Half a year had passed thus, but Calenne was little improved. Never was it more noticeable than when sunlight revealed how pale she’d grown. She surely knew that better than Viktor did, but illness had done nothing to dim her defiance. Trelans were stubborn, even when they were Akadras.
Calenne dropped down from the wall and planted a hand on her hip. “Viktor, I rode to war for you. I traded blows with a Hadari princessa and held her to a tie…”

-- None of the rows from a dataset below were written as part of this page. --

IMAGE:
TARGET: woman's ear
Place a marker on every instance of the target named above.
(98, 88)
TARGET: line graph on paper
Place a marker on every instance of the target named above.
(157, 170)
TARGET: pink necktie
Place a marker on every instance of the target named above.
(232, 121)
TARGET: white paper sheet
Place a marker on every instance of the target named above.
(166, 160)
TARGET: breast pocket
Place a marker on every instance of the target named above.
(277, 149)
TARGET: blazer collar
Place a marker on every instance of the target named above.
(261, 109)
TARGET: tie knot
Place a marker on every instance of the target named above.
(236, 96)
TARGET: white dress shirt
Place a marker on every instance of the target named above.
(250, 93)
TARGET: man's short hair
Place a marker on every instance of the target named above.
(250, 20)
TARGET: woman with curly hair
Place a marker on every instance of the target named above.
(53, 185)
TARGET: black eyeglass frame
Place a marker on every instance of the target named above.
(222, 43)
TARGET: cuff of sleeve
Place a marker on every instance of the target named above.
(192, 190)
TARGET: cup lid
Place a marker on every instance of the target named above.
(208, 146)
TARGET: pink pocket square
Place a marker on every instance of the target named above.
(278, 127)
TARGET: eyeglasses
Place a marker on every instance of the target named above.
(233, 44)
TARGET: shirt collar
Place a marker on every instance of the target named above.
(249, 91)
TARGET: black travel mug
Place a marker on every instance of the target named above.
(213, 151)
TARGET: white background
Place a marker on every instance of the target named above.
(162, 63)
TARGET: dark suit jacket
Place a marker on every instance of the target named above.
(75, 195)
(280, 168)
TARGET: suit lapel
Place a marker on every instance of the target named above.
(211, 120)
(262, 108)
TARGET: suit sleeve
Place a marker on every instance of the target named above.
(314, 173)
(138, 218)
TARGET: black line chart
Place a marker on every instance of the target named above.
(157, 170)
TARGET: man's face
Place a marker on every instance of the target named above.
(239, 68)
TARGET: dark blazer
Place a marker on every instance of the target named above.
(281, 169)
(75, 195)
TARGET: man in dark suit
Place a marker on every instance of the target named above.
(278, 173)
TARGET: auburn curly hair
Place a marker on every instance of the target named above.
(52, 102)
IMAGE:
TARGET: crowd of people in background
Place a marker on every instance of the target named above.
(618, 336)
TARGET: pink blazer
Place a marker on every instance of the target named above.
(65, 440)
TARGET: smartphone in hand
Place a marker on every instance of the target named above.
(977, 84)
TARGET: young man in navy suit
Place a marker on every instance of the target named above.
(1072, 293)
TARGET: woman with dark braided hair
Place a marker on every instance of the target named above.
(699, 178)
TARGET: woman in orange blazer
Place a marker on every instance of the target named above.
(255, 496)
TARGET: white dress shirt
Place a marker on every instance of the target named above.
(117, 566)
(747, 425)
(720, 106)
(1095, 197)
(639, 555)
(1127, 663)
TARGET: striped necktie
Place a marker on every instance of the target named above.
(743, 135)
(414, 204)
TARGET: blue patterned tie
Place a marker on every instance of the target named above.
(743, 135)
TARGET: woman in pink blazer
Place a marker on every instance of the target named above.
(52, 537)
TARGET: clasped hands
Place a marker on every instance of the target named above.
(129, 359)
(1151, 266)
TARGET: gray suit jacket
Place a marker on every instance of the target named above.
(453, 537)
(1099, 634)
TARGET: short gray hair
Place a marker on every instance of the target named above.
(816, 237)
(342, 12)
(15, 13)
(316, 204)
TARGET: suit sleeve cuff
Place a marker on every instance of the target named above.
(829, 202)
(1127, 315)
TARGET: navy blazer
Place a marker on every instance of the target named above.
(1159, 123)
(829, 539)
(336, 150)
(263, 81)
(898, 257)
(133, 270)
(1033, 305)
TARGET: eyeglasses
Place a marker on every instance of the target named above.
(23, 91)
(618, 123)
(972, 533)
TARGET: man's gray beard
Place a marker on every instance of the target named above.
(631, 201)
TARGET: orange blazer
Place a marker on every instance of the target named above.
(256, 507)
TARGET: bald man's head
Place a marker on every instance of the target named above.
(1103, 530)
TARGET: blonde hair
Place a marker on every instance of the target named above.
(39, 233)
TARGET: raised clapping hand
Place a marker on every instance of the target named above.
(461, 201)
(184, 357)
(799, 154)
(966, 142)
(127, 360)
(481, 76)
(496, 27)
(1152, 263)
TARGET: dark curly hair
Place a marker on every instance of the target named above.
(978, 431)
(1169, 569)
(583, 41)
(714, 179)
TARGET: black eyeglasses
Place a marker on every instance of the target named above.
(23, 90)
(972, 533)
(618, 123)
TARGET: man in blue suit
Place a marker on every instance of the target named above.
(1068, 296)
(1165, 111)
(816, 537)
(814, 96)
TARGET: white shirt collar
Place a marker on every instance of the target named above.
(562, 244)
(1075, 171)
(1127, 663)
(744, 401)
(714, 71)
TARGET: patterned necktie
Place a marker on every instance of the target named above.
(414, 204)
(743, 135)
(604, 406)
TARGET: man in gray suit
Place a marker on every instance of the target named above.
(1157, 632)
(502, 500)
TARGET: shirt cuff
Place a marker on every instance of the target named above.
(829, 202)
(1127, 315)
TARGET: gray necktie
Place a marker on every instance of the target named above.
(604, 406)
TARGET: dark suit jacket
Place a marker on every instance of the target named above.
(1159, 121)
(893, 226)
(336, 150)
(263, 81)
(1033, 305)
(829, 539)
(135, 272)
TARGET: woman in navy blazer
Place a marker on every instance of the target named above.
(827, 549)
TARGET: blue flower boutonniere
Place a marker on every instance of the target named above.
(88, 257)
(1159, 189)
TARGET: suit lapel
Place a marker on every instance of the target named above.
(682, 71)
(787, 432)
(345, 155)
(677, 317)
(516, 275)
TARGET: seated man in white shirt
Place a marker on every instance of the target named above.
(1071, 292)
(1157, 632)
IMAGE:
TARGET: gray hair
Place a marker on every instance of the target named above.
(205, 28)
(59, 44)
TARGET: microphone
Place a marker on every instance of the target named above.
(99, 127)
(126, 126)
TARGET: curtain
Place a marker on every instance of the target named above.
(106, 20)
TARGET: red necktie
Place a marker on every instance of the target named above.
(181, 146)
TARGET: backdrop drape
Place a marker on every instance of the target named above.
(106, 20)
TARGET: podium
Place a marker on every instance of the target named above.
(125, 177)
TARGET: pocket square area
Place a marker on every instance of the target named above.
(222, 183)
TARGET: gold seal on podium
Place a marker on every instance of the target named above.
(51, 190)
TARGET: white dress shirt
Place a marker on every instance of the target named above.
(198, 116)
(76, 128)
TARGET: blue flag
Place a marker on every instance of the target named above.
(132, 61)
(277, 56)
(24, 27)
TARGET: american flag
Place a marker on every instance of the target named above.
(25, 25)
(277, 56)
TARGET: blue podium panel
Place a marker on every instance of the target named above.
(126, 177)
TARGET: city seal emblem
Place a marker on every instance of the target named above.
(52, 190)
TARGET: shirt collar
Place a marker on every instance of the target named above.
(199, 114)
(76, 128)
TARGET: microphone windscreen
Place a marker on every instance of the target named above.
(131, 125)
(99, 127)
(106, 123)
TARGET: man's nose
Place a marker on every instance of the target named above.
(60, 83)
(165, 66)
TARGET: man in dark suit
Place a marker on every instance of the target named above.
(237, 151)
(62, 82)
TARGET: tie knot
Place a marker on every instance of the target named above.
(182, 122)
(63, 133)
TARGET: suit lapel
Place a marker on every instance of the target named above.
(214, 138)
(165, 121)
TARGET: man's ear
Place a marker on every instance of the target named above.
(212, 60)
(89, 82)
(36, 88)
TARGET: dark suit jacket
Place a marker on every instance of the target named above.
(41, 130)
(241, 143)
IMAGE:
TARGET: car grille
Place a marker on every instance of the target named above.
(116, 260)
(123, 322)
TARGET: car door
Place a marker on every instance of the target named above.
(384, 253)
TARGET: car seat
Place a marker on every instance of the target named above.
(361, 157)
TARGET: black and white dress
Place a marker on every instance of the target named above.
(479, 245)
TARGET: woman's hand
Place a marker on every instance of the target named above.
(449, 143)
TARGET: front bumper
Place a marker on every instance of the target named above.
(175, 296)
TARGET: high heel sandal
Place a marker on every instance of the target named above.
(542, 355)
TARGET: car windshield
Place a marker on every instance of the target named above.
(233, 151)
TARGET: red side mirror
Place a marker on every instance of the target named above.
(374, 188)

Her voice tailed off as her chastisement strayed into forgotten memories. Forgotten through choice, or lost out of terror, Viktor had never determined, and had been loath to ask. He longed to forget what little he remembered of his own time under Malatriant’s shadow, and could not resent Calenne for having done so.
Calenne blinked as if waking from a dream. “If I can come safe through all that, I don’t see what harms modest fetching and carrying – or heaven forbid, carpentr y– have to offer. I am not made of glass, and I won’t have you treat me as such.”
There it was. The defiance Viktor both loved and hated. The piece that would remain of her long after the memory of her touch and smile had faded. The piece that challenged better of them both, and had filled a void in his life he’d never known existed.
Perhaps she was right. “I don’t want to lose you.”
“And I won’t live in a cage, even one wrought from concern.” She drifted closer, dark skirts flowing across the stubbled grass. Her fingertips brushed his arm, then tightened to draw him down for a kiss. “You can’t lose me, Viktor. Not now, not ever. We are—”
She stared down the overgrown cart track.
“Someone’s coming.”
Viktor heard it too, carrying clear through the buzz of insects and the hum of bird’s wings. The soft tramp of boot. The laboured breath of someone unprepared for the hike.